En tout premier, celui de la mort de sa grand-mère qui n’avait pas pu être soignée parce que dans sa quête du pouvoir, un politicien avait exigé qu’un embargo sur les médicaments soit imposé au peuple dont il espérait présider la destinée. Puis Il se souvint de sa tante qui n’avait pu mettre ses enfants à l’école pendant un an, parce qu’un matin un bulldozer était venu réduire en un tas de gravats, le minuscule maquis qui néanmoins lui permettait de couvrir les besoins de sa petite famille. Il suffisait qu’il parle de sa tante pour qu’il se retrouve prêt d’elle. Dieu qu’elle avait l’air triste.

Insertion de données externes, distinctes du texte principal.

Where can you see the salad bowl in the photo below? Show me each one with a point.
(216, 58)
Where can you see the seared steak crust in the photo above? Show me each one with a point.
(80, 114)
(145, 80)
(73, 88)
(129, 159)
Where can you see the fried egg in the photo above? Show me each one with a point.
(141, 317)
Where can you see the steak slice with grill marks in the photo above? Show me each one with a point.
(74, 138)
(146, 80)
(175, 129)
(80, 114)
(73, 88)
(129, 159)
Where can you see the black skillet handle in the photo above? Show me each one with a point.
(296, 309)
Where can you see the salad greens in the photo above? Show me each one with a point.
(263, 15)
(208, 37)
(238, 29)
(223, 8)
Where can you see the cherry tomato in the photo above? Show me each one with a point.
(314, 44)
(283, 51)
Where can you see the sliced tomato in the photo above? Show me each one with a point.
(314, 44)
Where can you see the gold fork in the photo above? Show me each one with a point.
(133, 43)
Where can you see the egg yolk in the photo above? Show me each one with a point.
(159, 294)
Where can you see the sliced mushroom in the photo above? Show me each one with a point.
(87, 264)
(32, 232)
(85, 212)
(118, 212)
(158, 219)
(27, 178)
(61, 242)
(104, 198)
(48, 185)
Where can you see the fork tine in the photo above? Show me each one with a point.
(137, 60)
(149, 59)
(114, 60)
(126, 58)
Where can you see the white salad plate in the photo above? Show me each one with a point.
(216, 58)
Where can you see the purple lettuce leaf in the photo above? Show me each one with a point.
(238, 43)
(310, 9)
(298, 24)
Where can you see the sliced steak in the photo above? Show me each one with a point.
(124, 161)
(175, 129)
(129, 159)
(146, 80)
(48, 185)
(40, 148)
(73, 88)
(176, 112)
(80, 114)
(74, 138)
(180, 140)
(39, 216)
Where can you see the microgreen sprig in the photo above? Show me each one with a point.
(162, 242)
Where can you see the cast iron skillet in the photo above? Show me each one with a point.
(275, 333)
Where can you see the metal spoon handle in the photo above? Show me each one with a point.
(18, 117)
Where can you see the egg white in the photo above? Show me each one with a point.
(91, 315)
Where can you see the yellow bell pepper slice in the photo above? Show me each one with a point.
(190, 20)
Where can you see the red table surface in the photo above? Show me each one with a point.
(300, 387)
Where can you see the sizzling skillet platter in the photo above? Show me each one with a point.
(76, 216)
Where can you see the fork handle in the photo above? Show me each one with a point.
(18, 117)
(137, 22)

Il se pencha par-dessus son épaule et vit qu’elle pleurait en regardant le dernier selfie qu’ils avaient pris ensemble. Il l’entendait se demander comment cela avait pu arriver. Lui se sentait libre et léger. Il suffisait qu’il pense à un endroit pour qu’il s’y retrouve. Et s’il allait enfin voir cette fameuse tour Eiffel ? A peine avait-il pensé à ça qu’il se retrouva au troisième étage de l’édifice, au sein d’une foule bigarrée qui se prenait en photo sous tous les angles. Il aurait dû être content mais il n’en était rien. Il s’en voulait d’avoir raté son coup et de servir de prétexte a des autorités déconnectées des réelles difficultés vécues par les masses, pour éloigner la misère qu’elles ne supportaient plus de voir. Toutes ces maisons de fortune détruites au milieu de la poussière et des cris de colère et d’impuissance de ceux qui auraient bien aimé vivre dans les meilleurs conditions qui leur avaient été dépeintes pendant la campagne électorale. Alors qu’il sombrait dans une tristesse immense prête à se muer en rage, il se sentit attire par une lumière aussi apaisante qu’éblouissante. L’attirance était de plus en forte et il ne pouvait pas lui résister. Adieu Maman, Adieu Papa. Sachez que je vous aime et qu’une partie de mon rêve d’Europe venait de mon envie de nous sortir de la galère. Adieu politiciens déshumanisés, rendus aveugles par le pouvoir et l’argent. Si vous saviez ce que je vois de votre futur, vous vous mettriez au service de vos électeurs au lieu de les spolier chaque jour un peu plus. Adieu mon cher corps qui m’a servi si fidèlement pendant les quatorze années de ma courte vie. Tu te disloqueras dans la création pendant que moi je me fondrai dans les méandres de l’infini en attendant peut-être de revivre une autre aventure dans les limites du fini…....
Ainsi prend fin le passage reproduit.